Monday, July 16, 2007

Talk to me

Personally, I've always relied on friends to help me through the bad times. Professionally, I've always advocated the support of friendship as a way of getting through the bad times. But a recent study in the Journal of Developmental Psychology, suggests that friendship may not be the solution of choice when one has problems - at least, if one is a girl.

The study, which involved 813 American girls and boys aged 9 to 15, got them revealing how much - and how effectively - they discussed their problems with friends. As expected, girls did it more. As expected, both boys and girls felt closer to friends after doing it. But, not as expected, girls felt more anxious and depressed as a result. Boys simply chatted things through and then let them go, but female teens ended up reinforcing each other's negative thoughts, feeling worse and worse about themselves - and then talking about it all even more as proof of friendship!

This study was done on adolescents but I strongly suspect this theory holds true across the board. Women like to talk things through and we tend to think that in and of itself is the solution. But actually, we may have a lot to learn from the boys. They don't get bogged down in the negatives. Their strategy - define the problem, find a solution, but avoid overthinking and overtalking - leaves them feeling more positive and more resourced.

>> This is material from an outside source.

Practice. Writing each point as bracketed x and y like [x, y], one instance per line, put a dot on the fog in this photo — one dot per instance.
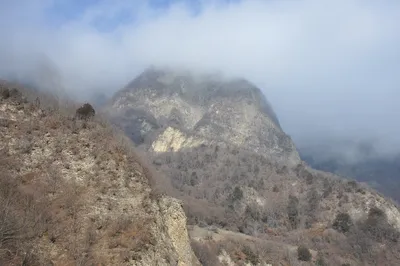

Perhaps, just perhaps, we should take a leaf out of their book and use some of the Mars approach rather than being unilaterally Venus.

Let me be clear. I'm not arguing against talking. Properly done, it supports, clarifies, and inspires. The problem is what the Developmental Psychology study calls "co-rumination" - going over and over negative issues, and so spiralling into ever more negative states.

And, let me be even clearer, I'm not arguing either against talking therapies. Well-done, counselling isn't co-rumination - any therapist worth their salt will slash straight through a client's descent into that kind of unhelpful thinking, and encourage them to find solutions to their problems.

No, the message of this study for me is not to drop our friends - or flee the counselling room. It's to learn just when, where and above all *how* it's good to talk - and when you need to simply take action and move on.